13 Ustedes hablan duramente contra mí, dice el Señor,

14 y todavía preguntan: «¿Qué hemos dicho contra ti?». Ustedes dicen: «Es inútil servir a Dios, ¿y qué ganamos con observar sus mandamientos o con andar enlutados delante del Señor de los ejércitos?

15 Por eso llamamos felices a los arrogantes: ¡prosperan los que hacen el mal; desafían a Dios, y no les pasa nada!».

16 Entonces se hablaron unos a otros los que temen al Señor. El Señor prestó atención y escuchó: ante él se escribió un memorial, en favor de los que temen al Señor y respetan su Nombre.

17 Ellos serán mi propiedad exclusiva, dice el Señor de los ejércitos, en el Día que yo preparo. Yo tendré compasión de ellos, como un hombre tiene compasión de su hijo que lo sirve.

18 Ustedes volverán a ver la diferencia entre el justo y el impío, entre el que sirve a Dios y el que no lo sirve.

19 Porque llega el Día, abrasador como un horno. Todos los arrogantes y los que hacen el mal serán como paja; el Día que llega los consumirá, dice el Señor de los ejércitos, hasta no dejarles raíz ni rama.

20 Pero para ustedes, los que temen mi Nombre, brillará el sol de justicia que trae la salud en sus rayos, y saldrán brincando como terneros bien alimentados.

21 Ustedes pisotearán a los impíos, que serán ceniza bajo la planta de sus pies, en el Día que yo preparo, dice el Señor de los ejércitos.

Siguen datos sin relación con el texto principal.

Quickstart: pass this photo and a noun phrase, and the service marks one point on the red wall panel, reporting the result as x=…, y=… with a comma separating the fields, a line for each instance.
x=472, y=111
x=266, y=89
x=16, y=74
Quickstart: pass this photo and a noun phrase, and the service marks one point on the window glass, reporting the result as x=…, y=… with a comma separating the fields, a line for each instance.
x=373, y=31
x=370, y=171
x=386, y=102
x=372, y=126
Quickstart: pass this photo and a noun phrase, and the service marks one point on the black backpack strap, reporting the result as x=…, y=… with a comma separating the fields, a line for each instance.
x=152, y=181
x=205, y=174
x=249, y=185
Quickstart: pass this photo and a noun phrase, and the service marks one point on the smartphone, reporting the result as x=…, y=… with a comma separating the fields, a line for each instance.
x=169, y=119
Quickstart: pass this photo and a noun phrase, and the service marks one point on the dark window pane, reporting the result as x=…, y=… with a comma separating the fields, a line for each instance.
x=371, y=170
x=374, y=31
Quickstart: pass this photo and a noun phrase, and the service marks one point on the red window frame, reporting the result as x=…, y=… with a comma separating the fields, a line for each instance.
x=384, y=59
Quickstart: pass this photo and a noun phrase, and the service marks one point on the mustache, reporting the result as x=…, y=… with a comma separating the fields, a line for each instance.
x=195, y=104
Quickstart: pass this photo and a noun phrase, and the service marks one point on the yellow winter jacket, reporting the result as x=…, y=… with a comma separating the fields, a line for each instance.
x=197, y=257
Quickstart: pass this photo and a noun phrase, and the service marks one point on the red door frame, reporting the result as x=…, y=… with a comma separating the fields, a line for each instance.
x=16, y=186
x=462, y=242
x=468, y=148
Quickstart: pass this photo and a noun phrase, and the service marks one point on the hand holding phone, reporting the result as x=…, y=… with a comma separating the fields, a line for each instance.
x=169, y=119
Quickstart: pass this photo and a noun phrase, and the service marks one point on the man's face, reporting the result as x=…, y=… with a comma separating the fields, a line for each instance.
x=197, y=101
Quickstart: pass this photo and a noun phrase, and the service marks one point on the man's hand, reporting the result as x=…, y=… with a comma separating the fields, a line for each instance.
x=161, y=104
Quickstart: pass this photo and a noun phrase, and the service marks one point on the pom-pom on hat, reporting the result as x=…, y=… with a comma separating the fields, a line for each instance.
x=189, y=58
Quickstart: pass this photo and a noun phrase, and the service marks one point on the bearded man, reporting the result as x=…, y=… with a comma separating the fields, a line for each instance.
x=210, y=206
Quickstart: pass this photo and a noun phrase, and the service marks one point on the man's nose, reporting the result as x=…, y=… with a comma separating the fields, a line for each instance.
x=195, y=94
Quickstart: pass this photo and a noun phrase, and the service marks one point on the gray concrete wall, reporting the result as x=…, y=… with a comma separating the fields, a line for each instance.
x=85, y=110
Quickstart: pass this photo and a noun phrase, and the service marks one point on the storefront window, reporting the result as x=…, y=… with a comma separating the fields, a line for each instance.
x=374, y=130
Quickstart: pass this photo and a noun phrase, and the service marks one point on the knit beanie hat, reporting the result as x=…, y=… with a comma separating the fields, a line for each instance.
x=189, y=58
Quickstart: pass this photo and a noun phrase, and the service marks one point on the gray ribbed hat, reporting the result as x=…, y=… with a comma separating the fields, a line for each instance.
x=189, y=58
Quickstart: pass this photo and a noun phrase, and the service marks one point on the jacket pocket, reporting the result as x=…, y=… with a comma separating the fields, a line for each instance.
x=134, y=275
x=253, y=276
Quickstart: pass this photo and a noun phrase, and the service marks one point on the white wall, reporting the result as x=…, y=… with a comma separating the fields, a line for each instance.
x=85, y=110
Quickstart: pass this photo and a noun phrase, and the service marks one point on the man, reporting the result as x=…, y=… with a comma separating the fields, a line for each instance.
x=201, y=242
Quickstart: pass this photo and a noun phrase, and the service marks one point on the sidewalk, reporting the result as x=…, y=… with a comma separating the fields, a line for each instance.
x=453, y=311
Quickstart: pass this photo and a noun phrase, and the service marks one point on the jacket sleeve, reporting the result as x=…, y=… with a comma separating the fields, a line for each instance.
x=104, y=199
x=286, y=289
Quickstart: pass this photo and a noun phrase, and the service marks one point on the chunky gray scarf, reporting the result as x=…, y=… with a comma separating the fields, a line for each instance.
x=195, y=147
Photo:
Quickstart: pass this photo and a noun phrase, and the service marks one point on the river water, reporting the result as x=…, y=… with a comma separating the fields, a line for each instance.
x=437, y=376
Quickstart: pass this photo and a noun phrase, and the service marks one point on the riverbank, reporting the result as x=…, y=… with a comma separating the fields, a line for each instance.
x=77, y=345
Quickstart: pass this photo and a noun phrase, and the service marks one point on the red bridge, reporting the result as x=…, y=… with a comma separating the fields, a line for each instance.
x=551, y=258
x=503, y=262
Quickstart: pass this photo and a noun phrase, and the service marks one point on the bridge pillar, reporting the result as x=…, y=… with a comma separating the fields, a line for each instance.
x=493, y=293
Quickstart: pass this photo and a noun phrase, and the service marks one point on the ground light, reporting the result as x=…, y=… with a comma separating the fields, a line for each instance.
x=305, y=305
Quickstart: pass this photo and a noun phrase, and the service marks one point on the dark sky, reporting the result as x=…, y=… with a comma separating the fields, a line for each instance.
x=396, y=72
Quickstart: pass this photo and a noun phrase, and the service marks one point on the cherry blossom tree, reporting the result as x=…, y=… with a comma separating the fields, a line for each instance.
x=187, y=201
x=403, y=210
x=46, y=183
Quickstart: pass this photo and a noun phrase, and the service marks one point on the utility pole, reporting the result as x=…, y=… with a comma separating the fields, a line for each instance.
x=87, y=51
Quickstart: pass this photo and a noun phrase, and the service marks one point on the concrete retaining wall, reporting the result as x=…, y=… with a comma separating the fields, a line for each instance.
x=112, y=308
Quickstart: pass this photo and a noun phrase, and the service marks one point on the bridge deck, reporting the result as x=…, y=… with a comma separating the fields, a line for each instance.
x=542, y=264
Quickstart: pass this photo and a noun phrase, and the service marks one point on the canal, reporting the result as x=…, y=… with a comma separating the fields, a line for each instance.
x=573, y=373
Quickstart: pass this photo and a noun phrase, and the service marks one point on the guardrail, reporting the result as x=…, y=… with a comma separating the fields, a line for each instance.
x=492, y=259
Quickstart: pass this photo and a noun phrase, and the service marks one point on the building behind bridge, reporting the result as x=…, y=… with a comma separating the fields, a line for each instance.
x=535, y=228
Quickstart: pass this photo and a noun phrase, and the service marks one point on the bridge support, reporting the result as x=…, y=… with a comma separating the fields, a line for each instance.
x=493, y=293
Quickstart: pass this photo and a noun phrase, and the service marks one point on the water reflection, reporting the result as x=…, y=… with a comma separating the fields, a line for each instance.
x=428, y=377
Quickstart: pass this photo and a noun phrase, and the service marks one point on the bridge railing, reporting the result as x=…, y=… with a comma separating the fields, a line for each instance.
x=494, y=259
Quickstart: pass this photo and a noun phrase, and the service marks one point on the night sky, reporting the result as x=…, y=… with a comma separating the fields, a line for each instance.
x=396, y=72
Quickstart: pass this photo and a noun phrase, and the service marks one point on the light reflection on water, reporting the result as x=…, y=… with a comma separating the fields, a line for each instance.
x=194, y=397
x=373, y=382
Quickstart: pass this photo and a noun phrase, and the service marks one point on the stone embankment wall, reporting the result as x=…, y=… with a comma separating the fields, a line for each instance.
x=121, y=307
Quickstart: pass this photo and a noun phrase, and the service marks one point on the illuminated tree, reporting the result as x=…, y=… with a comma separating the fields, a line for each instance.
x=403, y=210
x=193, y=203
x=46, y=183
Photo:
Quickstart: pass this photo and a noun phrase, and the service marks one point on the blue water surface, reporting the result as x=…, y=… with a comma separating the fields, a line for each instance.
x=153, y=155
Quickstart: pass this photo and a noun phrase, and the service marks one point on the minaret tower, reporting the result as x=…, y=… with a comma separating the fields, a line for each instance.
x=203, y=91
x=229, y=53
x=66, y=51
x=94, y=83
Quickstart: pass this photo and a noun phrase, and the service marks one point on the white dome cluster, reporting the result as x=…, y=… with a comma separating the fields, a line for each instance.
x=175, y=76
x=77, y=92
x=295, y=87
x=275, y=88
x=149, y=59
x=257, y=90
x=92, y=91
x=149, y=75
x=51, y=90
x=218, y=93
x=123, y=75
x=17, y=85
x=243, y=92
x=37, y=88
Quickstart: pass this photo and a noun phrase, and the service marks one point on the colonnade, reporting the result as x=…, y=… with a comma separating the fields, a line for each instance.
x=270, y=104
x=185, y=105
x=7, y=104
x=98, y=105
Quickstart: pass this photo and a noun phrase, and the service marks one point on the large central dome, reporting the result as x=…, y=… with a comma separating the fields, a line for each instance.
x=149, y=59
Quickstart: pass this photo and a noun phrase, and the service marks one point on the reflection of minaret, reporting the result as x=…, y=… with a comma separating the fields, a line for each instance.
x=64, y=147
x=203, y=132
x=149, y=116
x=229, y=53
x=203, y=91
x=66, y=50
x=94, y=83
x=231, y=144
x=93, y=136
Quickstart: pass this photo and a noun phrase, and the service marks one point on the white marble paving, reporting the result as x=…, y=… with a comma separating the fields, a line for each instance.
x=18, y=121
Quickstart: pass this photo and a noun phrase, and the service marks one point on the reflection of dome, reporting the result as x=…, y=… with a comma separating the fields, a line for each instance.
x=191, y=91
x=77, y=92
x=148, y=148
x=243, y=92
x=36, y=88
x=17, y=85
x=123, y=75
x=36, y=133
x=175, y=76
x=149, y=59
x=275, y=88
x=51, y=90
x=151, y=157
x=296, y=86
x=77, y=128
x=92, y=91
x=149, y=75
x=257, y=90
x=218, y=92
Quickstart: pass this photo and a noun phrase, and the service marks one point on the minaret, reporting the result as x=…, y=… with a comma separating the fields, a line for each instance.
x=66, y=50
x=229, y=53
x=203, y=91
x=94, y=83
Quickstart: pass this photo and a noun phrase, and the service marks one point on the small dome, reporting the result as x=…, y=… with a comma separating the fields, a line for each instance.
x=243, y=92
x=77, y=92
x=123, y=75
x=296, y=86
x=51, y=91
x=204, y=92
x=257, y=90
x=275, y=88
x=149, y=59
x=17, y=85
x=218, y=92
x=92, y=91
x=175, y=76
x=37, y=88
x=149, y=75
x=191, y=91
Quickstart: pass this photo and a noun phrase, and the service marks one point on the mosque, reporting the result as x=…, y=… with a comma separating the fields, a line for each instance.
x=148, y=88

22 Acuérdense de la Ley de Moisés, mi servidor, a quien yo prescribí, en el Horeb, preceptos y leyes para todo Israel.

23 Yo les voy a enviar a Elías, el profeta, antes que llegue el Día del Señor, grande y terrible.

24 El hará volver el corazón de los padres hacia sus hijos y el corazón de los hijos hacia sus padres, para que yo no venga a castigar el país con el exterminio total.